Horses


Career (経歴)

 イギリスやアイルランド、フランスなどでは最初から障害馬として育成されることが多いようです。イギリスやアイルランドの場合、主にBumperやNational Hunt Flat Raceと呼ばれる障害馬専用の平地競争を使ってから、Hurdleに挑戦します。飛越能力の向上と気性の落ち着きを通じて、その後はChaseに挑戦することが多いようです。Cross Countryに参戦してくる馬は、基本的には長距離Chaseで経験を積んだ飛越技術の高いベテランの馬が多いです。勿論生涯Hurdleを使う馬や、もともとは平地競馬を目指して調教されていた馬が障害に転向することもあります。また、Point to Point Racingと呼ばれるアマチュア騎手を中心とする障害競馬を使っていた馬がBHAやHRI主催の競馬に挑むことも多数あります。アイルランドでは平地とHurdle兼用で走る馬も存在し、代表的な例では2013年のジャパンカップに来日したSimenon、Irish St. Leger (G1)の勝ち馬Wicklow Braveなどが挙げられます。
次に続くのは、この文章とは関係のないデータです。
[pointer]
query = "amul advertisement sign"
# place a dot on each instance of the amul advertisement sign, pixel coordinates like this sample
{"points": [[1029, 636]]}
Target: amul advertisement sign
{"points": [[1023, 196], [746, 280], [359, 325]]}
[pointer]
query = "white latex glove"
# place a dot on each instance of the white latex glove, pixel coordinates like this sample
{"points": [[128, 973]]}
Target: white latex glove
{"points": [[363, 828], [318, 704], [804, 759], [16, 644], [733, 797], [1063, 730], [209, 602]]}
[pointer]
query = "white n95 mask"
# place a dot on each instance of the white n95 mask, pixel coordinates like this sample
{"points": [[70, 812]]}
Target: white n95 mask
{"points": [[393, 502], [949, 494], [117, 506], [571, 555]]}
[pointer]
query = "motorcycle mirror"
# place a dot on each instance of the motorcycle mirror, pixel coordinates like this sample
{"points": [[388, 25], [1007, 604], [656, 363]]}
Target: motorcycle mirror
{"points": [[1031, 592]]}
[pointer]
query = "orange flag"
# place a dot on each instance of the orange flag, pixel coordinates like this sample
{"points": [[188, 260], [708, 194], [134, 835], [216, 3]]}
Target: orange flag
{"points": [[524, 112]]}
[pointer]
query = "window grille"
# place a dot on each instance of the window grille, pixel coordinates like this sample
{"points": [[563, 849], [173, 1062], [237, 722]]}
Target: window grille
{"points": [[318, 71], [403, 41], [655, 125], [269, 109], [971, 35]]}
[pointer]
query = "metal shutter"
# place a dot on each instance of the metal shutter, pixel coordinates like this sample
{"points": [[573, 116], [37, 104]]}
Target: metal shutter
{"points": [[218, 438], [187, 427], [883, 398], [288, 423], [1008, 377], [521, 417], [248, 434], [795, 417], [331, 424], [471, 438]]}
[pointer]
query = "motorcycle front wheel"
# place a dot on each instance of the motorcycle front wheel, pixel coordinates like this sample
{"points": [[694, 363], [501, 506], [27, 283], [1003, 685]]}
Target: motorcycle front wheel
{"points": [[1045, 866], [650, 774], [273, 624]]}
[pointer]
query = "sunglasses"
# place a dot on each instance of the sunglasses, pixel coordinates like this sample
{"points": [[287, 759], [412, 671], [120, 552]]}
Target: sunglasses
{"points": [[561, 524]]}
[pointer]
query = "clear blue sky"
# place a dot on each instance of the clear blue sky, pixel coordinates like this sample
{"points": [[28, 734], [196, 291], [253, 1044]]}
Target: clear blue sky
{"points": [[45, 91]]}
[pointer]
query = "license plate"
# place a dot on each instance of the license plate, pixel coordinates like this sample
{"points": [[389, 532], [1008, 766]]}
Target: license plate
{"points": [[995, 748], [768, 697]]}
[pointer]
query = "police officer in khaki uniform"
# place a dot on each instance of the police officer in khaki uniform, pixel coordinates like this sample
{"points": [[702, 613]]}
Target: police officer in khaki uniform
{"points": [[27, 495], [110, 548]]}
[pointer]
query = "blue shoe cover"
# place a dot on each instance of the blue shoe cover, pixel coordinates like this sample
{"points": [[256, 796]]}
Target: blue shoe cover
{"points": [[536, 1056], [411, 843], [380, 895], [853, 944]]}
 チェコでは障害競馬の中心となるのがCross Countryであるため、他国ではCross Countryに使う馬は限定的である一方、チェコでは数多くの馬がCross Countryを目指します。

 障害競馬開催国間の馬の移籍はしばしば存在します。障害競馬大国であるイギリスやアイルランド、フランスからの移籍が多いようです。例えばチェコの名牝Orphee des Blinsはもともとフランスで走っていました。

 一方で、オーストラリアやニュージーランドでは日本と同様に、最初は平地競馬を使っていた馬が障害競馬に転向することが多いようです。また、障害競馬のオフシーズンには平地競馬を走ることもあるようです。

 

Age (年齢)

 若い馬で3歳から走ります。フランスでは3歳馬限定戦、4歳馬限定戦、5歳馬限定戦等が存在します。イタリア、チェコなどでも若馬限定戦が存在します。イギリスやアイルランドでも3-4歳限定戦が存在し、Juvenile路線として整備されています。早くから活躍する馬もいる一方で、6歳と年齢を重ねてから障害馬としてデビューすることも稀ではありません。

 高齢馬としては、イギリスやアイルランドでは10歳を超えても活躍し続けることは少なくなく、高齢になっても一線級で戦い続ける馬も数多く存在します。さらに、Veterans' Chaseと呼ばれる10歳以上の高齢馬限定戦も整備されています。一方でフランスでは9歳辺りまでがキャリアのピークのようです。比較的イギリス、アイルランドは他国と比べると年齢層が高くなっています。

 

Sex (性)

 牡馬はほぼ100%去勢されてレースに出走します。若い馬ではわずかに牡馬が存在していますが、いずれは去勢されます。未去勢のまま牡馬をレースに出走させている国は日本だけであり、世界的には非常に珍しいと言えます。牝馬も活躍しており、イギリス、アイルランド、チェコなどでは牝馬限定戦のレースも数多く整備されています。牝馬は引退後は繁殖牝馬となるようです。